Mit gesenktem Kopf steht der Träger aller dunklen Magie am Kassentisch und starrt intensiv auf seinen silbernen Dolch, auf dem sein Name eingraviert ist. Die einzige Waffe die den Dunklen töten kann, wurde zu einem Werkzeug des Satans.
"Papa? Ist alles okay?", fragt Noore und stapft in ihrem silbernen Kleid aus dem Hinterzimmer, direkt zu ihrem Vater, in den Laden hinein. Belph nickt und schiebt den Dolch rasch beiseite, was von Noore natürlich bemerkt wird. Noore zieht ihre Augenbrauen zusammen und schaut ihren Vater traurig an.

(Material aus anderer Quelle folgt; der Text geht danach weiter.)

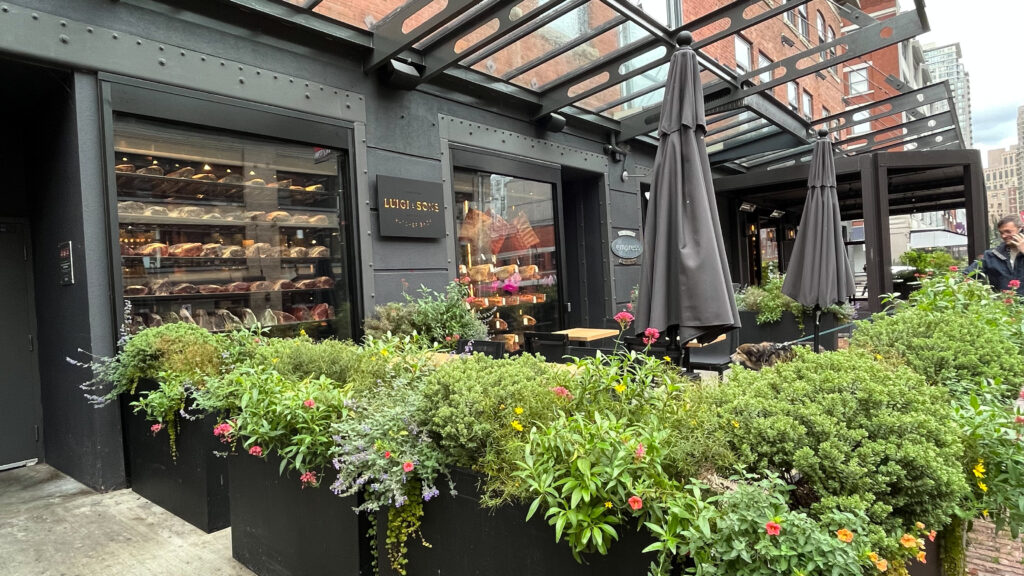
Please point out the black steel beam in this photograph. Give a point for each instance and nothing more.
(297, 15)
(547, 56)
(389, 40)
(513, 37)
(441, 54)
(862, 41)
(556, 96)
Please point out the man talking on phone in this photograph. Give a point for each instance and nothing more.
(1005, 263)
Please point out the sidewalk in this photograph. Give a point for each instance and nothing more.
(53, 526)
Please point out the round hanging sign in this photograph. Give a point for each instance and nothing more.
(627, 247)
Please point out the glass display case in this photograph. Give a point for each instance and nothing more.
(227, 231)
(508, 250)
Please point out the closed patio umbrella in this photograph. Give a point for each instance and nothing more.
(685, 284)
(819, 274)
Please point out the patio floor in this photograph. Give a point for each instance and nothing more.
(50, 525)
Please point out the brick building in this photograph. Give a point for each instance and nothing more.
(1001, 182)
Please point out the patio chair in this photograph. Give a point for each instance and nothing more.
(716, 357)
(552, 346)
(587, 352)
(486, 347)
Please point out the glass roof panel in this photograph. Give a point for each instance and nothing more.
(360, 14)
(564, 65)
(549, 39)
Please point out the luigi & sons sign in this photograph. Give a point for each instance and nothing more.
(410, 208)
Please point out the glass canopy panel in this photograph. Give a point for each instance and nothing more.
(360, 14)
(549, 40)
(565, 65)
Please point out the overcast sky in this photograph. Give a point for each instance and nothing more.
(990, 33)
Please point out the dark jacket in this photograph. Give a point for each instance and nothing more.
(995, 265)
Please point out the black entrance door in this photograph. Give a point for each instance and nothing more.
(19, 400)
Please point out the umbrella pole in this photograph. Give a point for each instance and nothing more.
(817, 328)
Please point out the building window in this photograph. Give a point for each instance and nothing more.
(821, 34)
(829, 36)
(804, 25)
(858, 81)
(862, 127)
(743, 54)
(764, 62)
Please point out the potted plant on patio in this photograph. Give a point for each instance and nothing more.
(770, 316)
(154, 374)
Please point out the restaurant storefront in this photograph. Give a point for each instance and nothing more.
(227, 163)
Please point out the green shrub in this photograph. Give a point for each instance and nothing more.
(769, 302)
(945, 346)
(937, 260)
(480, 408)
(852, 435)
(731, 537)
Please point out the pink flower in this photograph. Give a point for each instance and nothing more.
(624, 319)
(223, 430)
(561, 392)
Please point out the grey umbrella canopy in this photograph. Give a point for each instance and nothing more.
(819, 274)
(684, 279)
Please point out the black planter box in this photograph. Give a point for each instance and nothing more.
(786, 330)
(468, 540)
(193, 487)
(281, 529)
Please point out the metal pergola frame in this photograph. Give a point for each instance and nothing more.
(432, 57)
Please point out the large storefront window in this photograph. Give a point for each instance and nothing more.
(228, 231)
(508, 249)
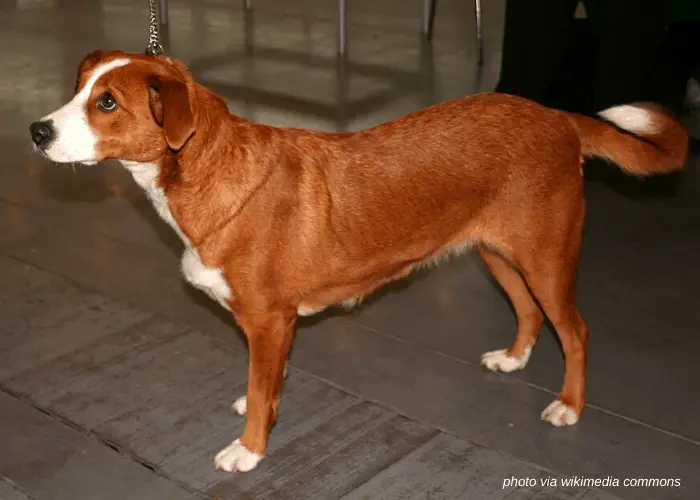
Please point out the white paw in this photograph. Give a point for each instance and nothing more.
(500, 361)
(559, 414)
(240, 405)
(236, 457)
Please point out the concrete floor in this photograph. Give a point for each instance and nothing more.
(116, 378)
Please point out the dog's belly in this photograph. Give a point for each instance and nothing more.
(208, 279)
(306, 310)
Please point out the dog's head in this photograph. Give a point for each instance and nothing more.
(130, 107)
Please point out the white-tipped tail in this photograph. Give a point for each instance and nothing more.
(640, 138)
(631, 118)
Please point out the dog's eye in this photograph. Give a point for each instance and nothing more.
(106, 102)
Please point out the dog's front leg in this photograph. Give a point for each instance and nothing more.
(269, 340)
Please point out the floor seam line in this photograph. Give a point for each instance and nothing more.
(524, 382)
(98, 438)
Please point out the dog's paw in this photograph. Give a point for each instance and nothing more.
(559, 414)
(236, 457)
(240, 405)
(500, 361)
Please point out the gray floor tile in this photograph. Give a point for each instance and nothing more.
(50, 461)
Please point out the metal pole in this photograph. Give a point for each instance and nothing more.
(343, 28)
(163, 11)
(479, 33)
(428, 18)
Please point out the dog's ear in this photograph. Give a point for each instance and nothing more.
(88, 62)
(171, 108)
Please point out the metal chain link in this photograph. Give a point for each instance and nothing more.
(154, 47)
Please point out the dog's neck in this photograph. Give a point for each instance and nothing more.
(217, 172)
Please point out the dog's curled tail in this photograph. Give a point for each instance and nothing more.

"Papa. Es war doch nicht deine Schuld.", redet sie ihm sofort gut zu und spürt die Gefühle tief in der Seele des Dunklen. Belph schaut in die Spiegelung einer der vielen Vitrinen und mustert seine schulterlangen Haare, welche leicht auf seinem schwarzen Sakko auf liegen. Sein eigener Anblick schmerzt den Dunklen sehr.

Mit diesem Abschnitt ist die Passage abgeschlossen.